Генеральша пожала плечами, грустно покачала головой и прибавила:
– Он так переменчив! Так переменчив!.. Впрочем, я думаю, что всё равно: ведь, кажется, по закону имеет силу последнее завещание?
– Да-с. Несомненно – последнее.
Генеральша поникла головой.
– Мне что обидно! – с горькой улыбкой зашептала она, очень близко склоняясь к молодому врачу и очень сильно налегая на его руку. – Мне что обидно, – не деньги! Я не корыстолюбива. Но зачем же отымать у меня дочь?.. Зачем, помимо родной матери, поручить её полусестре?.. Женщине, которую я не знаю, которая никакими заслугами, ни добродетелями, кажется, не отличалась! Я буду оспаривать!.. Я на это не соглашусь! Закон должен вступиться за право матери!.. Как вы думаете, доктор?
Доктор поспешил согласиться, хотя поистине, ни о чём в ту минуту не думал, кроме странной манеры красивой генеральши, разговаривая, так… неудобно близко склоняться к собеседнику.
В эту секунду раздался звонок и громкий голос генерала.
– Доктор! Эдуард Викентьевич!
– Здесь! – отозвался врач.
И оставив Ольгу Всеславовну на пороге её комнаты, он рысцой побежал к больному.
«Для умирающего – здоровый голос!.. Кричит, как на смотру бывало!» – подумала генеральша.
И красивое лицо её сразу подурнело проступившей на нём ненавистью.
Это было мимолётное выражение однако; оно очень быстро заменилось печалью, когда она увидала выходившего от больного камердинера.
– Что с барином, Яков, хуже?
– Нет-с, Бог миловал.
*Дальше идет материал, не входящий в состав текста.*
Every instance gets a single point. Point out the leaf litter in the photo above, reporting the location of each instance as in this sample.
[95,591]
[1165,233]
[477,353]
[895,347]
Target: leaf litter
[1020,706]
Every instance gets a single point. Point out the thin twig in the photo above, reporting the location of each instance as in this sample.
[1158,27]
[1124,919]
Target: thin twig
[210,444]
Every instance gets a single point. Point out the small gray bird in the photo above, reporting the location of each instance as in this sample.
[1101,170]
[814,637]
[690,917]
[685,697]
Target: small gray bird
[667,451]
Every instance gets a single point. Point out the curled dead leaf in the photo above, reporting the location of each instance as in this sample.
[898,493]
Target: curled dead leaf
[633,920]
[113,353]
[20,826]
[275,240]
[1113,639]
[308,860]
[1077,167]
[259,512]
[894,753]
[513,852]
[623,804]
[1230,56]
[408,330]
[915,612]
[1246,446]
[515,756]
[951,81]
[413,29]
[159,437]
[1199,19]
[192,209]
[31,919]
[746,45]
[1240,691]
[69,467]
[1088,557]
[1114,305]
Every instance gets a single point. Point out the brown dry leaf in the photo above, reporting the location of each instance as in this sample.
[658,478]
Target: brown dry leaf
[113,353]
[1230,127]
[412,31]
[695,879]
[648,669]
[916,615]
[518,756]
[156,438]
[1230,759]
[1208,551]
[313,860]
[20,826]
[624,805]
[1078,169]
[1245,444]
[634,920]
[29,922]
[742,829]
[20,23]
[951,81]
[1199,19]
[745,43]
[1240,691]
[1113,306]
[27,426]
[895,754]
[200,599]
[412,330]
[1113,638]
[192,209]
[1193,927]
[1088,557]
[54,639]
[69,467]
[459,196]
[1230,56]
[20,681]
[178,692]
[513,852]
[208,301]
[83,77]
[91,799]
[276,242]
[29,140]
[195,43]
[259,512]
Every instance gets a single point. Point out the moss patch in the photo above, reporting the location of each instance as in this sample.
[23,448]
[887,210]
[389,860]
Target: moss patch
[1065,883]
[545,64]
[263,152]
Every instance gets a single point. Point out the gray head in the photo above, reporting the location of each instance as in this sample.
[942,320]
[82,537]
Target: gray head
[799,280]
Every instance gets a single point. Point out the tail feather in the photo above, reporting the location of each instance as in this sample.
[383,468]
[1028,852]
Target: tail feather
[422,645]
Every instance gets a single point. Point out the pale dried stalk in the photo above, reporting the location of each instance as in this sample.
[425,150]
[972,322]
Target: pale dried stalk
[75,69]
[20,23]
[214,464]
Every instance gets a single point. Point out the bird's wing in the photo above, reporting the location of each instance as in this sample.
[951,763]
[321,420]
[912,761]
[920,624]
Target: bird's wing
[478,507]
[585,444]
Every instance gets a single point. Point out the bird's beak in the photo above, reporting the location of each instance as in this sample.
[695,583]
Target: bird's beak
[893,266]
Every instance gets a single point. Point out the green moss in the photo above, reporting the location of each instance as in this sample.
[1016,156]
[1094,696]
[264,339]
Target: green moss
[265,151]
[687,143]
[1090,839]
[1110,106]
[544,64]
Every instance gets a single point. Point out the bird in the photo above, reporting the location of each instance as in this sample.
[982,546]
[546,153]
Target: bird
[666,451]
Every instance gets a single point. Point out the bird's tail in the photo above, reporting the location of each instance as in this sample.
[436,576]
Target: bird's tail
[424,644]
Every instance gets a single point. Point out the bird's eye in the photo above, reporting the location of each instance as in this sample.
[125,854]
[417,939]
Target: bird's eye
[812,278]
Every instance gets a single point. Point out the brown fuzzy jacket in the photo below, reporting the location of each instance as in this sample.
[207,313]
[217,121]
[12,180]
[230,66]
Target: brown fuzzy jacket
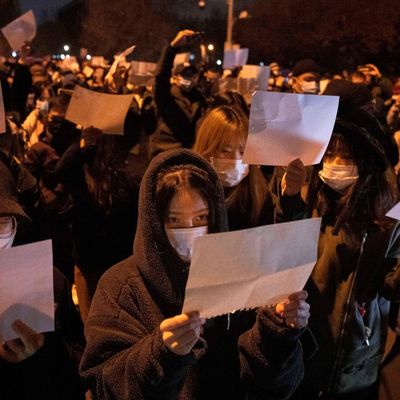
[255,357]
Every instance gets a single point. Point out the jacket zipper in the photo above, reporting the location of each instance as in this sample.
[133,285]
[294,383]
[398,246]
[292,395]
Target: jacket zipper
[339,356]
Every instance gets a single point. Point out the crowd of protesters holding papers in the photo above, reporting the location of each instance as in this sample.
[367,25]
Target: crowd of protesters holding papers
[128,172]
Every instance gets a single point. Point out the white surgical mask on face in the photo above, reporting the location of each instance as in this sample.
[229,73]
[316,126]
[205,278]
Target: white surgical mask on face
[8,229]
[231,172]
[339,177]
[182,240]
[310,87]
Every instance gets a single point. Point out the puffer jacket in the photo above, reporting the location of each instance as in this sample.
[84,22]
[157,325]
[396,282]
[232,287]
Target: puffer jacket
[350,291]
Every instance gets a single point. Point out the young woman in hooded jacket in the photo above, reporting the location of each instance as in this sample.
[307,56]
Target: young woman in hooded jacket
[221,139]
[140,346]
[357,274]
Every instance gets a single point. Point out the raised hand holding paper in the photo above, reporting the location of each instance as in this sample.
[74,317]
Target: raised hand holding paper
[251,78]
[250,268]
[142,72]
[394,212]
[106,112]
[2,113]
[26,288]
[21,30]
[286,126]
[235,58]
[117,60]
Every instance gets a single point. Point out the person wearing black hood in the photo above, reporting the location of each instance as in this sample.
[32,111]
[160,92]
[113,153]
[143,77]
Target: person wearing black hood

Приказали подать к себе ближе шкатулку, и отворить её велели Эдуарду Викентьевичу. Какую-то телеграмму ещё писать желают.
– Ну, слава Богу, что не хуже… Яков! Я тоже сейчас посылаю на телеграфную станцию своего курьера, можете ему отдать и телеграмму генерала…
– Слушаю-с.
– Да вот ещё что: я ложиться не буду, – чуть что с барином, Бога ради, сейчас ко мне в дверь постучитесь, Яков!.. Я вас прошу – в ту же минуту скажите мне!.. Вот вам, Яков, возьмите… Вы даже похудели от трудов за болезнь барина.
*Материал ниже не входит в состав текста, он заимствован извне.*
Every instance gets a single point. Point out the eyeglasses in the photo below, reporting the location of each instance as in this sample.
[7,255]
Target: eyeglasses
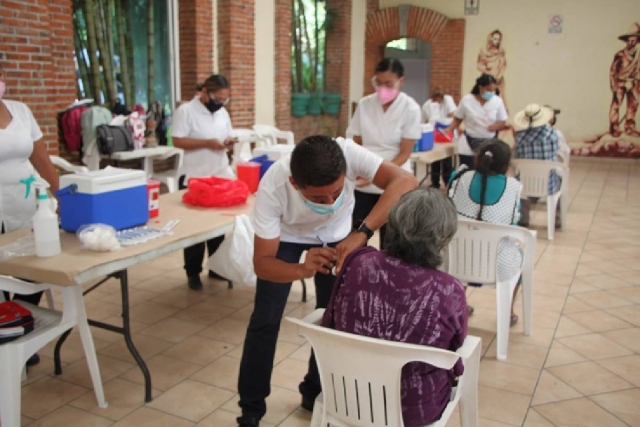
[222,101]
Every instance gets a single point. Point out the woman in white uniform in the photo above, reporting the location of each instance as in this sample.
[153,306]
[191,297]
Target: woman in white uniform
[484,115]
[21,150]
[388,124]
[202,127]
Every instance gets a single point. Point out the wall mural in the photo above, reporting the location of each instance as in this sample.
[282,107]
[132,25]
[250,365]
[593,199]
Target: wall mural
[623,137]
[492,60]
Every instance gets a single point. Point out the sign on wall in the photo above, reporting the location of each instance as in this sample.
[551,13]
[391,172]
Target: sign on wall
[555,24]
[471,7]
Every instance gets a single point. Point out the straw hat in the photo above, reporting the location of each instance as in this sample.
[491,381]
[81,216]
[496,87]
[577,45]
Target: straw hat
[633,31]
[532,116]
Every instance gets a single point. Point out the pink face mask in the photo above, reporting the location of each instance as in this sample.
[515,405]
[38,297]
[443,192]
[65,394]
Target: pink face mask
[386,94]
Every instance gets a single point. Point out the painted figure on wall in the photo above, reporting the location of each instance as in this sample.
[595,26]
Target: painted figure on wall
[492,60]
[624,78]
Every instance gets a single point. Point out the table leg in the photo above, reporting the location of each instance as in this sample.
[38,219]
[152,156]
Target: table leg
[125,330]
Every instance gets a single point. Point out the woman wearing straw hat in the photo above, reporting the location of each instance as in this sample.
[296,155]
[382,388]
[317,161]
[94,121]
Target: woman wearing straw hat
[536,139]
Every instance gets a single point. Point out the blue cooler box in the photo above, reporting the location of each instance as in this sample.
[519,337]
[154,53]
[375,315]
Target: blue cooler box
[426,142]
[117,197]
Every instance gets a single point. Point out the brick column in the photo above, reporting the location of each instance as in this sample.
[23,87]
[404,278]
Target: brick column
[338,57]
[36,50]
[283,64]
[196,44]
[236,47]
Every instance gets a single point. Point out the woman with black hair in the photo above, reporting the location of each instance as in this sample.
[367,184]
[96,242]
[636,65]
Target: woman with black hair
[387,123]
[484,115]
[202,127]
[487,194]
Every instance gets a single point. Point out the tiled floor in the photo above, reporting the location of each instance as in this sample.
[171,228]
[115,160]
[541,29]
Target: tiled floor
[581,366]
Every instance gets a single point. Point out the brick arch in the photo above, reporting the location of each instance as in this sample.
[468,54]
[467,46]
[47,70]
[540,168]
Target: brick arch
[446,37]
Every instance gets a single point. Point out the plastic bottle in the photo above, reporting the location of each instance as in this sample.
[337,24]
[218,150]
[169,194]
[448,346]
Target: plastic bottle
[45,223]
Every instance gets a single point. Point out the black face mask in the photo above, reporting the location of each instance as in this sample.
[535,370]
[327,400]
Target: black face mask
[213,105]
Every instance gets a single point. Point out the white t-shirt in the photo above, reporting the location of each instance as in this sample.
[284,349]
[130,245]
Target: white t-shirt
[434,111]
[193,120]
[16,147]
[478,117]
[280,210]
[382,131]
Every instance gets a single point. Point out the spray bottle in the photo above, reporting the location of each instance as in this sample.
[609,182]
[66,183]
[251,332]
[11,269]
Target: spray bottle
[45,223]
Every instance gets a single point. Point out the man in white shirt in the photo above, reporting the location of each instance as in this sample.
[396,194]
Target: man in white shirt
[304,203]
[439,108]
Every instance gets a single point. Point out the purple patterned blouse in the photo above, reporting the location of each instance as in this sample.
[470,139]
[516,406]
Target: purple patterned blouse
[383,297]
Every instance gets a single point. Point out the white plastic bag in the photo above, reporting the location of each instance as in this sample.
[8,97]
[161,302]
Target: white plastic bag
[234,257]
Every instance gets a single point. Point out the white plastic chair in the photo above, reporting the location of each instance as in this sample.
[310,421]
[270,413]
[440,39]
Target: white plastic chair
[66,166]
[49,324]
[269,135]
[360,376]
[170,177]
[473,256]
[534,176]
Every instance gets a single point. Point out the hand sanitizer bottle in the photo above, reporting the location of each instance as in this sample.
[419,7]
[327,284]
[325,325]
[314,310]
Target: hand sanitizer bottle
[45,223]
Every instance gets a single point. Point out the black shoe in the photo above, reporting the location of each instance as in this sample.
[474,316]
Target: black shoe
[214,275]
[307,403]
[195,283]
[245,421]
[33,360]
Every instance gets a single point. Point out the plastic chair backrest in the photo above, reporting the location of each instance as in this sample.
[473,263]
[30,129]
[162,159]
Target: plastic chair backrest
[473,251]
[361,375]
[534,175]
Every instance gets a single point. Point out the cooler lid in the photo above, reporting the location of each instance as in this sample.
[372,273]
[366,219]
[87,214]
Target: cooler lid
[104,180]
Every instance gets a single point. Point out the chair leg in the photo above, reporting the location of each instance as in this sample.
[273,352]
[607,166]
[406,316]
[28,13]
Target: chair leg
[89,348]
[10,387]
[504,294]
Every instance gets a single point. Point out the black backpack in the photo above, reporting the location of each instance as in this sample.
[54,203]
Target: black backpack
[113,139]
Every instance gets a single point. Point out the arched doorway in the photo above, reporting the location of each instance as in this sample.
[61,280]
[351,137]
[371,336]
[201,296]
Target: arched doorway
[444,35]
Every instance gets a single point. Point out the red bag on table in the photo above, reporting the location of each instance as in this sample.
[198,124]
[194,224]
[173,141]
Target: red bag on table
[214,192]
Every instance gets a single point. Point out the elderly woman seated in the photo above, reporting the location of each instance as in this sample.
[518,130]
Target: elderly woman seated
[399,295]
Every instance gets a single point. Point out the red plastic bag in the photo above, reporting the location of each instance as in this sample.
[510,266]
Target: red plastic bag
[214,192]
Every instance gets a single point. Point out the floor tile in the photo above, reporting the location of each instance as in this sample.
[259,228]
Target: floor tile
[627,367]
[199,350]
[223,373]
[166,372]
[560,355]
[173,329]
[147,417]
[47,395]
[552,389]
[578,412]
[589,378]
[594,346]
[123,398]
[622,404]
[598,321]
[191,400]
[507,377]
[502,406]
[71,417]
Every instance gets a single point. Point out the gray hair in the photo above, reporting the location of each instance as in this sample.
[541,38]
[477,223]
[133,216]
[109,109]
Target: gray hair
[420,226]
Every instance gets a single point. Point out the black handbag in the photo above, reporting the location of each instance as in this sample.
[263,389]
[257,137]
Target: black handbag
[113,139]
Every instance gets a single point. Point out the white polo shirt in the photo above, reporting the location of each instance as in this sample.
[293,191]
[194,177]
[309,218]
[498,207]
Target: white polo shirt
[434,111]
[193,120]
[280,210]
[383,131]
[477,117]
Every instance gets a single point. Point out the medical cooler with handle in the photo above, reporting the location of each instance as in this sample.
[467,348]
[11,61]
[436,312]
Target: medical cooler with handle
[113,196]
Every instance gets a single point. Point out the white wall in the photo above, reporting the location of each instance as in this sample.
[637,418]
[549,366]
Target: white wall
[568,70]
[265,61]
[356,75]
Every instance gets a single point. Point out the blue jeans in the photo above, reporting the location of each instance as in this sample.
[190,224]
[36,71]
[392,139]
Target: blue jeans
[254,383]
– Покорнейше благодарю, ваше превосходительство. Мы трудов своих жалеть не должны! – объяснил лакей, пряча крупную ассигнацию.
Против ожидания ночь прошла довольно спокойно. Волнения и усталость взяли своё: Ольга Всеславовна, как ни крепилась, к утру крепко заснула; а когда проснулась, то перепугалась тому, что позднее солнце ярко светило в окна.
Горничная, ловкая немка из Вены, пять лет не покидавшая этой сподручной ей барыни, успокоила её тем, что барину лучше; что он ещё почивает, почти всю ночь не спав…
– Доктор при них и Яков до свету работали! – объявила она. – Разбирали они разные бумаги: иные связывали, что-то надписывали; другие рвали или в камин бросали. Полна решётка пепла. Яков сказывал.
– А телеграмм других не было?
– Не было больше, Яков и наш Фридрих сейчас бы меня окликнули, – я ведь вот тут, в буфетной прикурнула, оба они то и дело пробегали, на посылках. Но телеграмм кроме тех, что с вечера посланы, больше не было.
Ольга Всеславовна оделась, позавтракала и пошла к мужу. Но на пороге его комнаты её ждало распоряжение больного: без особого зова никого, кроме доктора и старшей дочери его, если бы она приехала, к нему не впускать.
– Вызовите Эдуарда Викентьевича! – приказала генеральша.
Домашний доктор был вызван и со смущением подтвердил приказание генерала.